Real estate markets have continued to benefit from demographic changes, however, as population growth, and growth among the educated and employed have helped demand for real estate. 




Saturday, December 12, 2015

Apartment Vacancy Rate Rises to Five Percent in Metro Denver

According to the Multifamily Vacancy survey from the AAMD, the vacancy rate for the third quarter in metro Denver was 5 percent. That's up from 3.9 percent during the third quarter of 2014. And it's also up from 4.5 percent during the second quarter of this year.

It's unlikely that this is a seasonal softening, as the third quarter tends to be one of the tightest quarters of the year in terms of rental housing. We can expect further softening during the fourth and first quarters coming up.

Five percent is what the report's original author, Gordon Von Stroh, used to call "the equilibirum rate," since it's the rate at which you wouldn't say that the market is either tight or soft. This is a change from most quarters in the last two years, though. One would certainly say that a vacancy rate of 3.5 percent is indeed a tight market, as was clearly the case last year. There does appear to be real softening in the market right now, though:

Note that the third quarter's rate of 5 percent was the highest rate recorded in six quarters. 

I like to compare the vacancy rate to the unemployment rate as well, since there has historically been a connection between the two. Naturally, a hot job market tends to lead to a tight rental market since more people can afford to go out and found a new rental household without the need for roommates. Thus, more households are created and more units demanded. We can see the two curves move together in most cases. 

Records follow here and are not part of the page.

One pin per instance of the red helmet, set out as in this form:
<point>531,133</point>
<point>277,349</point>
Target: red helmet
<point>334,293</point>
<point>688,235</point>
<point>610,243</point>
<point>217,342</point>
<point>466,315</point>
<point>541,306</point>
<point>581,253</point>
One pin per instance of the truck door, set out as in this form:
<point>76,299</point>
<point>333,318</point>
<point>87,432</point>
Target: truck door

 Thanks to sustained population increases in the metro Denver area over the past decade, the rental market tightened after 2010 even in the face of a very lackluster job market. As the unemployment rate declined, the vacancy rate moved quickly toward some of the lowest rates ever recorded.

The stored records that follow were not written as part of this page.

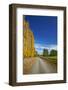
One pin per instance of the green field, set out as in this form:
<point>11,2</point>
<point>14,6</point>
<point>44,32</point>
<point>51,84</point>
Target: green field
<point>52,59</point>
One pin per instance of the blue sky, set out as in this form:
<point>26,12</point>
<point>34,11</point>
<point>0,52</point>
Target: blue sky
<point>44,29</point>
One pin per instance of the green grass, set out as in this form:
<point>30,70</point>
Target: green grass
<point>52,59</point>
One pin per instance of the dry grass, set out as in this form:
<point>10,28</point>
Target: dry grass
<point>27,64</point>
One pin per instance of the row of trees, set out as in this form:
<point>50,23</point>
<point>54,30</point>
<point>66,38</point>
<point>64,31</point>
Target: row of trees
<point>52,52</point>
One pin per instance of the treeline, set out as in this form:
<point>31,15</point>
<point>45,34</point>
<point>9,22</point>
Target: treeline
<point>51,53</point>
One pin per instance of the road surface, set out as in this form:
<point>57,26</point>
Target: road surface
<point>43,66</point>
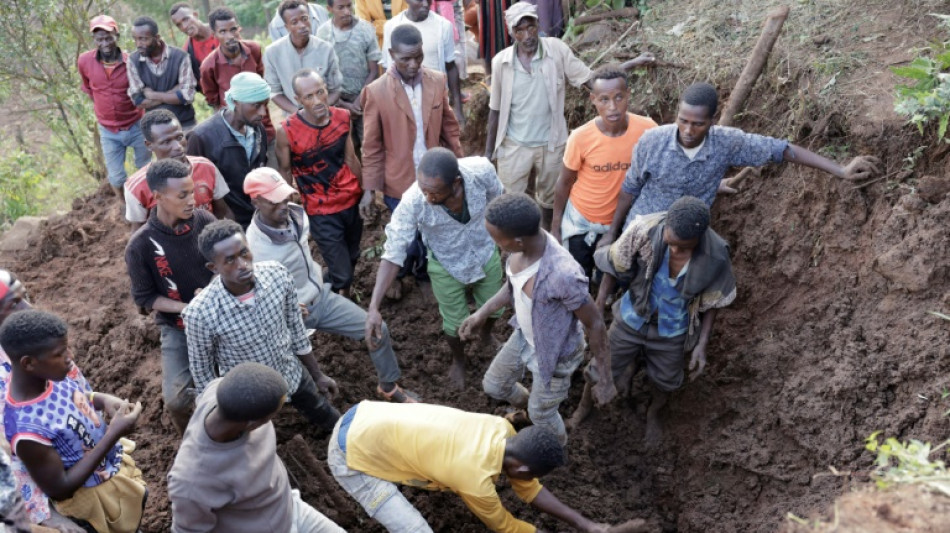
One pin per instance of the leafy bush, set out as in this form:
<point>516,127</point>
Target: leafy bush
<point>929,97</point>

The metro Denver vacancy rate rarely falls below 4 percent. Whether or not the current tight market can be sustained remains to be seen, however. As we'll see in other data, median household income growth in Denver has not been robust in recent years, and this will tend to put a damper on multifamily demand as people take on roommates or share quarters with other families. 

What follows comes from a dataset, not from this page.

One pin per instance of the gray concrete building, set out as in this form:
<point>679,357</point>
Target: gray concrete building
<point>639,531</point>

Metro Denver's Inflation-Adjusted Rents Hit An All-time high This Year

New third-quarter average rent data came out for metro Denver last month. The average rent hit a new all-time high during the third quarter of 2015. During the third quarter, the average rent in metro Denver, according to the Apartment Association of Metro Denver's vacancy survey, was $1,291. That's up from the third-quarter 2014 average rent of $1,145:


Year-over-year, the third quarter saw one of the largest growth rates ever recorded. During the third Q of 2015, the YOY change was 12.7 percent. That's down slightly from the second quarter's all-time highest growth rate of 13.2 percent:


Although this graph only goes back to 1988, we'd still find that recent YOY growth is the highest ever, even if we go back to the earliest data recorded by this survey (which was in 1982). We can safely say that we're now experiencing the highest levels of rent growth seen in thirty years. 

But what if we adjust for inflation? Is the rent really at an all time high? The answer is yes.  In this graph, I've adjusted the average rent data so that everything is in constant 2015 dollars: 

When we adjust for inflation, we find that real rents were fairly high even by today's standard during 2000 and 2001. Back in the 4th quarter of 2000, real rents had peaked at $1,085. They would not reach that level again until the 4th Q of 2013. Since then, rents have been regularly reaching new all-time highs. 

Also note that rents were going down in real terms between 2001 and 2009. Those were the days when, in real terms, your rent actually went down when you renewed your lease. For now, renters are facing some of the biggest rent growth ever, both in nominal terms and in real terms. 

This data is for multifamily rentals only. "Multifamily" means structures with more than four units.